Sensitive techniques for detection of minimal residual disease (MRD) at degrees of one leukaemic cell per 10(3)-10(6) cells (10(-3)-10(-6)) during follow-up of children with acute lymphoblastic leukaemia (ALL) can provide insight into the effectiveness of cytotoxic treatment. However, it is not yet clear how information on MRD can be applied to treatment protocols.

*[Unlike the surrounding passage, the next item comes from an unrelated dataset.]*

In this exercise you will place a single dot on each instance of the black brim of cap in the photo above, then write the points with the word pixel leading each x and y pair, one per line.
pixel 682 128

We monitored 240 patients with childhood ALL who were treated according to national protocols of the International BFM Study Group. 60 patients relapsed and the patients in continuous complete remission (CCR) had a median event-free follow-up of 48 months. Bone-marrow samples were collected at up to nine time points during and after treatment. Standardised PCR analysis of patient-specific immunoglobulin and T-cell receptor gene rearrangements and TAL1 deletions were used as targets for semiquantitative estimation of MRD. Amount of MRD was classed as 10(-2) or more, 10(-3), and 10(-4) or less.


MRD negativity at the various follow-up times was associated with low relapse rates (3-15% at 3 years), but five-fold to ten-fold higher relapse rates (39-86% at 3 years) were found in MRD-positive patients. The distinct degrees of MRD appeared to have independent prognostic value (p [trend]<0.001) at all separate time points, especially at the first two time points (at the end of induction treatment and before consolidation treatment). At these two time points a high degree of MRD (> or = 10(-2)) was associated with a three-fold higher relapse rate when compared with patients with a low degree of MRD (< or = 10(-4)). At later time points (including the end of treatment) even a low degree of MRD was associated with a poor outcome. Positivity in patients in CCR after treatment was rare (< 1%). With the combined MRD information from the first two follow-up time points, it was possible to recognise three different risk groups--55 (43%) were in a low-risk group and had a 3-year relapse rate of only 2% (95% CI 0.05-12%); 19 (15%) were in a high-risk group and had a relapse rate of 75% (55-95%); and 55 (43%) were in an intermediate-risk group and had a 3-year relapse rate of 23% (13-36%).


Our collaborative MRD study shows that monitoring patients with childhood ALL at consecutive time points gives clinically relevant insight into the effectiveness of treatment. Combined information on MRD from the first 3 months of treatment distinguishes patients with good prognoses from those with poor prognoses, and this helps in decisions whether and how to modify treatment.